In treatment of hypoactive delirium, benzodiazepines are avoided, the use of antipsychotics in low doses is recommended, atypicals are preferred (14,15,37).
Equally, prevention of delirium is critically important; this includes timely causal treatment of the disease, care for adequate hydration and nutrition, reduction of unnecessary hospitalizations and transports to emergency departments, reduced use of drugs that cause delirium and provision of a stimulating environment with social interactions (39).
In most patients, prognosis depends on cause of delirium; in general worse treatment outcomes are associated with older age, frailty, hypoactive delirium and longer duration of delirium.
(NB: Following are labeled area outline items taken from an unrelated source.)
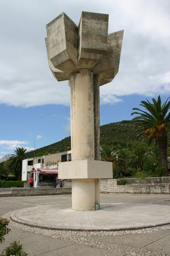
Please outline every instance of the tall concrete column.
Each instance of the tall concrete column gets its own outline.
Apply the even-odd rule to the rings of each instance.
[[[78,70],[71,74],[70,81],[71,159],[94,160],[93,73]],[[72,179],[73,209],[94,210],[95,194],[94,179]]]
[[[72,209],[99,204],[100,178],[113,177],[99,161],[99,86],[119,70],[122,30],[108,34],[108,15],[83,12],[77,26],[64,13],[46,25],[49,67],[58,81],[70,80],[72,161],[59,164],[59,178],[71,179]]]
[[[94,160],[93,74],[78,70],[70,81],[71,159]]]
Literature reports hospital mortality of patients with delirium up to 18%, which is almost twice as high as in the population without delirium (3,4).
Summary
Delirium is a clinical syndrome of acute confusion and other cognitive disturbances, caused by a number of different factors and has a heterogeneous clinical picture. The main characteristic is a qualitative disturbance of consciousness, which in most cases is the result of other medical conditions. Delirium is generally divided into hypoactive, hyperactive and mixed types. Delirium is today highly prevalent in ED, especially in elderly, fragile and oncologic patients. Establishing a correct diagnosis can be challenging, and it is often overlooked, resulting in worse outcomes and increased mortality. Treatment is based on reversing the somatic cause, aided by symptom control with antipsychotics or benzodiazepines, and other non-pharmacologic and supportive measures.